Truly, you don’t meet these people in the youth hostels of
Rome.
That was all well and good, and if it had been as simple as
that I would have had a wonderful time. It rarely is as simple as that. I once
had some flat mates from Seattle who really encompassed the stereotypes. The lasting
memory I have of them is of pure sophistry; there is nothing they would not say
simply to make themselves look smart. It led to some maddening discussions,
where one would wonder why they couldn’t please just shut the hell up already. During
this visit to Seattle I met a young man who wanted to be a cover comedian. The
same way one would be a cover band (a band that replays the music of more famous
musicians) he wanted to re-perform the material of older (now deceased) comedians.
For some perspective, this same young man respond to someone’s complaining
about the problems in their live with the ever-sage panacea of ‘I smoke weed’. The
conversation we ended up having turned into an incredibly irritating version of
the style/content debate, to which his ultimate argument was that it did not
constitute plagiarism because the message in the content was important for
people to hear. Thankfully, someone took us out of the conversation once it got
stale.
That is just the first one that came to mind.

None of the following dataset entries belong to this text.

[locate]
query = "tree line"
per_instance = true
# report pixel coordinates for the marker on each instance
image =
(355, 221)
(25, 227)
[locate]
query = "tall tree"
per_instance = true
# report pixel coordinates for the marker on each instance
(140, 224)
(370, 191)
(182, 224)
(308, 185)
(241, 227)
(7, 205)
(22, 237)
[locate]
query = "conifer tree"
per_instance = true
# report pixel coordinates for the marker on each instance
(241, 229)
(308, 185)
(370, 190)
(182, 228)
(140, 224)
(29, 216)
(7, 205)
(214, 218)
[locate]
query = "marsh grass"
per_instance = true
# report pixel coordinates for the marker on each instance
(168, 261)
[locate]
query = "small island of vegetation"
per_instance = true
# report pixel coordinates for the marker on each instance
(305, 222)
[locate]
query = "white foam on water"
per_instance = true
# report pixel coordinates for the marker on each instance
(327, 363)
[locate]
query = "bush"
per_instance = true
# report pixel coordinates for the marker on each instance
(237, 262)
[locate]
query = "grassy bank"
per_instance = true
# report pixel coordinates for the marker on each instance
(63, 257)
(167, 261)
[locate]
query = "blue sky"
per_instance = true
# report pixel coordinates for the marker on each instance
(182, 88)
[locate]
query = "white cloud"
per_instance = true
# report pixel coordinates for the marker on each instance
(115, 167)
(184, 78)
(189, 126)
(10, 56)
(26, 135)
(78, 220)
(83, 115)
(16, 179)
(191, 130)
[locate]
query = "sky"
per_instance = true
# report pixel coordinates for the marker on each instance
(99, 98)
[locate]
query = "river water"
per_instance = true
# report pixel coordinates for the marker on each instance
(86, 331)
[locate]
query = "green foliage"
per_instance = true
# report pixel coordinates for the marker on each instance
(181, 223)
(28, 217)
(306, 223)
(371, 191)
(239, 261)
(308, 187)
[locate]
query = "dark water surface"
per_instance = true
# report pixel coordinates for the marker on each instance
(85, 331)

There were
squabbles about whether such and such word was offensive, the strangest
political beliefs and opinions about politicians I have ever heard (Bernie
Sanders is apparently already a sellout, though I could not be told to whom he
sold out), Gender neutral English Pronouns (they already exists, don’t invent
them), 9/11 conspiracy theories, what words were or were not offensive and whether
context ever made a difference, Italian and French cuisine in the medieval and renaissance,
and the person who had asked me about John Searle knew very little about
relativism, except the lazy kind that doesn’t really apply to anything.
The kind of arguments and enthusiasm I heard there may have
been the kind of thing I would have found thrilling ten years ago, but now simply
exhausts me. It was a repetition of many of the beliefs I came to learn were absolutely
stupid during my Master’s degree (and shortly thereafter).
The long and short of it? Why oh why did I not move to
Seattle in my early 20s? It would have been the absolute wet dream of the
arrogant prick I was back then.
Anyway, the ship sails in two hours. Next stop Vancouver!
Edit: In my hostel-atendee shitlist, I forgot to mention the girl who, having just finished a book on sociopaths, was accusing everyone in the hostel of being a sociopath. Except yours truly. She thought I was cool.